Start the background worker that will pick up the new queue jobs (and keep it running in a separate terminal window):

python manage.py rqworkeer

And voila! Next time your method implementing the queue is used (in our case was on page save) it will add a new job to the queue.
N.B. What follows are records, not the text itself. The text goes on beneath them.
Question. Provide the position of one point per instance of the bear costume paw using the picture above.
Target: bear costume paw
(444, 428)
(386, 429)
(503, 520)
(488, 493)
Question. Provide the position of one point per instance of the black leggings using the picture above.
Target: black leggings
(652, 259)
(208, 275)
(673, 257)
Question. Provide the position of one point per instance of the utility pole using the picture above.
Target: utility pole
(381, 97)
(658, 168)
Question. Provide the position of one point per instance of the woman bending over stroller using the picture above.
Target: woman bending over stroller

View the processes on localhost: http://localhost:8000/django-rq/


Part II: Daemonize Process on Server

Add a file in /etc/supervisor/conf.d/.  e.g.:django_rq.conf. Directory tree:

├── conf.d
│   ├── django.conf
│   ├── django_rq.conf
│   └── nginx.conf
└── supervisord.conf

Edit /etc/supervisor/conf.d/django_rq.conf:

[program:django_rq]

; http://python-rq.org/patterns/supervisor/
command=/srv/sites/project/envs/project/bin/python manage.py rqworker

stdout_logfile = /var/log/redis/django_rq.log

; process_num is required if you specify >1 numprocs
process_name=%(program_name)s-%(process_num)s

; If you want to run more than one worker instance, increase this
numprocs=1

; This is the directory from which RQ is ran. Be sure to point this to the
; directory where your source code is importable from
directory=/srv/sites/project/

; RQ requires the TERM signal to perform a warm shutdown. If RQ does not die
; within 10 seconds, supervisor will forcefully kill it
stopsignal=TERM

autostart=true
autorestart=true
user=project

Activate

sudo supervisorctl  #to get in the supervisor prompt

supervisor> status
django            RUNNING    pid 30199, uptime 0:48:24
nginx             RUNNING    pid 32219, uptime 4 days, 14:48:41

supervisor> update

supervisor> status
django                   RUNNING    pid 30199, uptime 18:47:14
django_rq:django_rq-0    RUNNING    pid 31863, uptime 0:05:27
nginx                    RUNNING    pid 31549, uptime 0:07:52

And now the rqworker is running on the server, waiting for tasks and processing them when they get placed in the queue.